Official records show the marker came in 1913 when the temperature hit 134F (56.6C).

However, a 2016 analysis by weather historian Christopher Burt claims this record is “essentially not possible from a meteorological perspective.”

A number of daily records in other places were broken on Sunday including an all-time high 116F (46.6C) at Borger, Texas, near Amarillo.

In total, 50 million Americans across the southern US are now reportedly under Excessive Heat Warnings and Heat Advisories according.

The area stretches 1,700 miles (2,735km) from Southern California’s deserts across to Panama City on the Florida Panhandle.

More than 19 million Americans are under excessive heat warnings in the Southwest alone, along with parts of Texas and Louisiana.

This suggests temperatures greater than 120F (49C) in California and Arizona deserts in the coming weeks can be expected.

Even along the coast in Louisiana, high temperatures coupled with humidity could see temperatures close to 115F (46C).

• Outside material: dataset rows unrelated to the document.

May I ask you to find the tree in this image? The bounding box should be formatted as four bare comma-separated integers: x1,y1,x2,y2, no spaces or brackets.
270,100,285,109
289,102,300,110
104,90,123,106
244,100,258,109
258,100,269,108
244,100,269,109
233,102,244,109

The heat dome sees sunny skies and dry air sinking through the atmosphere. As it does so, it warms up and produces more heat.

Over the next few days, the heat dome may start to weaken but also begin to move northwards.

Although such heat waves are common in the summer, experts fear them to become even more frequent as man-made climate change begins to bite.

As global temperature averages increase, so too do heat extremes.